High Weald Challenge 2015 – Having struggled a little with the Purbeck Marathon the week before I was a little pensive heading in to the High Weald Challenge, a 50k Ultra through Ashdown Forest in East Sussex. The hills would certainly not be as difficult but the distance might prove my undoing.
It’s interesting looking at my Strava milage over the past few weeks. I had not run a trail race for 5 weeks before Purbeck, but it was my last 50k distance at Salisbury. So by recent standards August was a very lax month. However, I actually did way more total miles in August because I did two very long indoor bike rides. I did a 100 miler which took me around 5 hours and a 500km ride which took 15 hours! I also did a triathlon during those 5 lazy weeks too.
The High Weald Challenge is in its second year and is organised by Stuart Mills from Trail Running Sussex. Richard and I arrived at Groombridge Place good and early in time to see the sun rising over the moat around the building. It looked very beautiful, as did the four huge Redwood trees in front of the house where race registration had been set up. Both Richard and I commented how much it looked as though we were in the States. It was, however, absolutely freezing cold. We registered and were handed a book of instructions! Blimey. It was a booklet with quite detailed navigation. No map, just text telling us where to go. Apparently the course was not fully signposted as the route follows three way marked paths, the Vanguard Way, High Weald Landscape Trail and Weald Way. Any sections not on those paths would be signposted.
It was a short walk from the Giant Redwoods and Groombridge Place to the start on the street. By the time we lined up to run, it was already getting warmer. Stuart had written the word ‘Start’, in chalk on the tarmac, so there was no doubt where we were to begin. Although I’m not convinced of his description of it as street art!

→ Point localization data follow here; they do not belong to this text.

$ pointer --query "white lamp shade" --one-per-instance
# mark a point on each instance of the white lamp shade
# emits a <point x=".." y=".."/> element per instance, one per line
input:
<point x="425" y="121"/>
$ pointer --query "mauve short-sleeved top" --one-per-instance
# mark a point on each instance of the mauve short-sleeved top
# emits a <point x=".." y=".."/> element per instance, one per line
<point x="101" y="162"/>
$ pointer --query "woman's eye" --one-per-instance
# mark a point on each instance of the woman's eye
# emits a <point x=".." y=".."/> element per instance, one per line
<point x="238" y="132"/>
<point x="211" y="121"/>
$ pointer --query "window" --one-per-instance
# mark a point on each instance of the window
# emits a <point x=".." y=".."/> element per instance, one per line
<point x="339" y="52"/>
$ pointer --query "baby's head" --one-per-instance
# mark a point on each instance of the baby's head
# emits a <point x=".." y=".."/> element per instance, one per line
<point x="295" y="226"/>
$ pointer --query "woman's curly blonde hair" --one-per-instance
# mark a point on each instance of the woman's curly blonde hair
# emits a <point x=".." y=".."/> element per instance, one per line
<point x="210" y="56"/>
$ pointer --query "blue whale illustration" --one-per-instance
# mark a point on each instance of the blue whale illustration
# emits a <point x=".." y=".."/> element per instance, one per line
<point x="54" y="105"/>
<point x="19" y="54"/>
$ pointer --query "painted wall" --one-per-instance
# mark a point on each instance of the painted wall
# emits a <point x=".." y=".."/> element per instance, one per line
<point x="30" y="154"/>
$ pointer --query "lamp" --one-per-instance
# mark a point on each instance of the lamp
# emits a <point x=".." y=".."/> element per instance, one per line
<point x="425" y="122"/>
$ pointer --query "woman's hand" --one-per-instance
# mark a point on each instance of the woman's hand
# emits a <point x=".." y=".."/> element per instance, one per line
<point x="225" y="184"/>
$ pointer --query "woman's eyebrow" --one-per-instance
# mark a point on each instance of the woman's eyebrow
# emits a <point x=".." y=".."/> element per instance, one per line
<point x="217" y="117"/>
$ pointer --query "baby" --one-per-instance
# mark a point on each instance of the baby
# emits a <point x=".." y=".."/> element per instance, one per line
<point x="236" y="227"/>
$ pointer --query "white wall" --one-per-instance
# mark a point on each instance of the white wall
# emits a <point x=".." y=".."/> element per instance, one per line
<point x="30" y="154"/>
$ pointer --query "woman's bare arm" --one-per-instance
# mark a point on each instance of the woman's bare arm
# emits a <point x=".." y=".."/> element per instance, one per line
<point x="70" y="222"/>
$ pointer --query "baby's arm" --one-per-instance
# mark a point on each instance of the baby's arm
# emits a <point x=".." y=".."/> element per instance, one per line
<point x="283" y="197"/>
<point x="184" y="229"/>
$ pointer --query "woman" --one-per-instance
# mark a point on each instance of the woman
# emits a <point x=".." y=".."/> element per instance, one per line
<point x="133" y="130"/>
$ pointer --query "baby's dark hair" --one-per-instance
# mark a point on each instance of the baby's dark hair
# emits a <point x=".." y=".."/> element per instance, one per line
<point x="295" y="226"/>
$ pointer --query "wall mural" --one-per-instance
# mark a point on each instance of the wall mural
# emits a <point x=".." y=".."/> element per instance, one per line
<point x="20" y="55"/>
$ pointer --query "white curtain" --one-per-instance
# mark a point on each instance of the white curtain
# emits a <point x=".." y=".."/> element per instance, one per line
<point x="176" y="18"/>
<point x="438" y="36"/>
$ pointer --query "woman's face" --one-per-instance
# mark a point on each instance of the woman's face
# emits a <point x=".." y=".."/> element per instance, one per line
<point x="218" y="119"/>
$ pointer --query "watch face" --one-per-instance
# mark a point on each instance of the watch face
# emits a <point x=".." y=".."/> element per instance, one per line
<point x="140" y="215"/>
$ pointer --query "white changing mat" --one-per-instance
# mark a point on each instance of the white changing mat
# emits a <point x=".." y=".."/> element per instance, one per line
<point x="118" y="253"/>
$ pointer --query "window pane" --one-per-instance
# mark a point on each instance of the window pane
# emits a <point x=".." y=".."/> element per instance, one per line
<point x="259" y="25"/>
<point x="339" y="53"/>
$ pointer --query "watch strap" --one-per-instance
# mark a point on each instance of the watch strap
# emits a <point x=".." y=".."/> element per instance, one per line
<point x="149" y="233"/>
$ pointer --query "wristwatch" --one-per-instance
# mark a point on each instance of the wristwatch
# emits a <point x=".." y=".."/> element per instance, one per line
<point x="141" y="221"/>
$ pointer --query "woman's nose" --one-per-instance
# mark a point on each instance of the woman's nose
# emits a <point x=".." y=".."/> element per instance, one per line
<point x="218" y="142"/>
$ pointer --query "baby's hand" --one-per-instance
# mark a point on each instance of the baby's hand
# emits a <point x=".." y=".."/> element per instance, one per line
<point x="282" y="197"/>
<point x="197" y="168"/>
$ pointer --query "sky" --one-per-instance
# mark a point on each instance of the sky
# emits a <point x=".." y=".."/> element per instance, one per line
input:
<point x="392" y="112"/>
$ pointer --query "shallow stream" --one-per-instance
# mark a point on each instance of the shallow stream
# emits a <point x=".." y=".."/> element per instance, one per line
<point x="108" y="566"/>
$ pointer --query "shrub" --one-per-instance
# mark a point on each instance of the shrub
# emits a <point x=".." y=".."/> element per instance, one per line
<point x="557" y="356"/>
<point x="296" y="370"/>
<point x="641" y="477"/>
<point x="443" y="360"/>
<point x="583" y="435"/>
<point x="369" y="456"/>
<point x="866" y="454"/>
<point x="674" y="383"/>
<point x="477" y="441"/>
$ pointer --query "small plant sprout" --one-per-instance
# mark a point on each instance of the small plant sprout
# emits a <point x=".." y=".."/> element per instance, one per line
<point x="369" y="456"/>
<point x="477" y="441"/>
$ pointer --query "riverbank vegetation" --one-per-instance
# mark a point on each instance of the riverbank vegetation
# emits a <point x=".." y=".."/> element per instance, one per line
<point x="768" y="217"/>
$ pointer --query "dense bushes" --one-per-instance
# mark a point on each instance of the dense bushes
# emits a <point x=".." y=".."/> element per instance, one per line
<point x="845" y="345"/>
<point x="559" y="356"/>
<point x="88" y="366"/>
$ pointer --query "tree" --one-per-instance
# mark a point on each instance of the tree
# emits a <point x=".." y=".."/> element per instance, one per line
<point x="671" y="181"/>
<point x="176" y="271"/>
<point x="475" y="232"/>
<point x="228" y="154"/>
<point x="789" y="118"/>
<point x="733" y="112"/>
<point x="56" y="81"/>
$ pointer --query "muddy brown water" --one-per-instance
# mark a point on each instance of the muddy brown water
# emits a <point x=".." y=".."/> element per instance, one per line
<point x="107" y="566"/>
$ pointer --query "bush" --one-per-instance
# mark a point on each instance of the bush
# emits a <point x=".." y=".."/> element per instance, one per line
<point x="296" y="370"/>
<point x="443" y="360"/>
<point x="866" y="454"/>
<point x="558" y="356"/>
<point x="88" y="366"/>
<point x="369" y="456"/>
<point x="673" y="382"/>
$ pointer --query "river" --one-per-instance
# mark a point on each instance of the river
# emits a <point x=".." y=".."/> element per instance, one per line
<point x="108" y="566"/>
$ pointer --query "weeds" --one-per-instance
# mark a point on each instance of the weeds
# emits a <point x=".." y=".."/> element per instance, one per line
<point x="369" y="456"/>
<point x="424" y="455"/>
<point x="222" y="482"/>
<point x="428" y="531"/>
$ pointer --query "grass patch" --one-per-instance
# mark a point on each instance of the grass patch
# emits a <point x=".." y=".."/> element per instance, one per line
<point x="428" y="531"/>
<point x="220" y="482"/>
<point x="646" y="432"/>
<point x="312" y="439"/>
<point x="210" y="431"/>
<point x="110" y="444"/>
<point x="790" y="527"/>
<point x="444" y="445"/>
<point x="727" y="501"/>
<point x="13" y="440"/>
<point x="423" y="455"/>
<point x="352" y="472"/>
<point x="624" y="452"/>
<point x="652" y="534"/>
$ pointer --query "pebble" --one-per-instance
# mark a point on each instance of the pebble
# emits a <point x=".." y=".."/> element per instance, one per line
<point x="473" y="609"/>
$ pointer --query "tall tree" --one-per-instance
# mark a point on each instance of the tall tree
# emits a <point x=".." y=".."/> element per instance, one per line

Stuart’s race briefing consisted of him telling us that he held the course record as – because it’s a different route to the inaugural year – he’s the only person to have run it. However, if his time of 4 hours 12 minutes is correct, that would be some decent time to have to beat. With a blast on the hooter we were away. I had decided I would follow Richard. With hindsight, this was a mistake and one which I really should realise by now is almost always a mistake. The only times I seem to beat Richard are when I start at my own pace and catch him up towards the end. There are exceptions and usually I don’t catch him up at all. Only twice have I beaten Richard by charging off at his pace and both of them were in relatively short races.
Winnie the Pooh
However, I kept up a decent pace for the first 20km through fields and downland, up to Ashdown Forest and across the top with majestic views stretching out ahead. I was beginning to tire a little when we came to Pooh Bridge in the heart of the forest. It’s the bridge where Winnie the Pooh and Christopher Robin played Pooh Sticks. When I stopped to film briefly, the small group I was with, which included Richard, were off. I couldn’t catch them and from that moment I was done in.
At half way I missed the chalk markings on the road and ran the wrong way for a few hundred yards before turning back and standing round aimlessly for a few minutes. Then I remembered the book. Following the typed directions therein I was able to get back on the High Weald Challenge course and I kept it in my hand for the rest of the race. There was a checkpoint at 27km in the village of Forest Row and I was told that the group I had been with were already 5 minutes ahead.
Going Out Too Fast
Having set quite a fast pace for the first half of the race the second half was a very different story. I was in 25th place with 20km to go but gradually I was being caught by runners and every so often one or two would overtake and be gone in to the distance as quickly as they came. I just couldn’t keep up. I had neck pain and my stomach wasn’t feeling great. I had had one baby food sachet and was drinking coconut water from my backpack and Coke at the aid stations. I can’t really eat on long runs so I wasn’t consuming any of the crips, biscuits, cake, bananas or sweets on offer.
Despite this I was enjoying the run. The weather was good, the route was pretty without being stunning in the second half and the excitement of using my new battery operated camera gimbal hasn’t yet worn off. I accepted however, that today was not going to be my fastest 50k and that I was simply going to have to slog out the rest of the High Weald Challenge to the end, which I did. I crossed the line back at Groombridge Place in 38th place in a time of 5 hours 35 minutes. You can see my Strava stats here. Richard finished 13th in 4 hours 52 minutes, beating his previous best by just a few seconds.
High Weald Challenge
I would say that the course isn’t too difficult, it’s just I had a bit of a bad day at the office. The heat may have played a part and it was certainly more hilly than my PB 50k course at Salisbury, but nothing compared to some of the trail marathons I’ve done. The route is pretty and there are one or two extremely lovely locations, especially running over the top of Ashdown Forest. But there are a few dull bits. It’s certainly one to do if you are looking for a relatively easy 50k. It’s small and friendly, Groombridge is a gorgeous little village and the start finish location at Groombridge Place is certainly one of the most beautiful things about the race.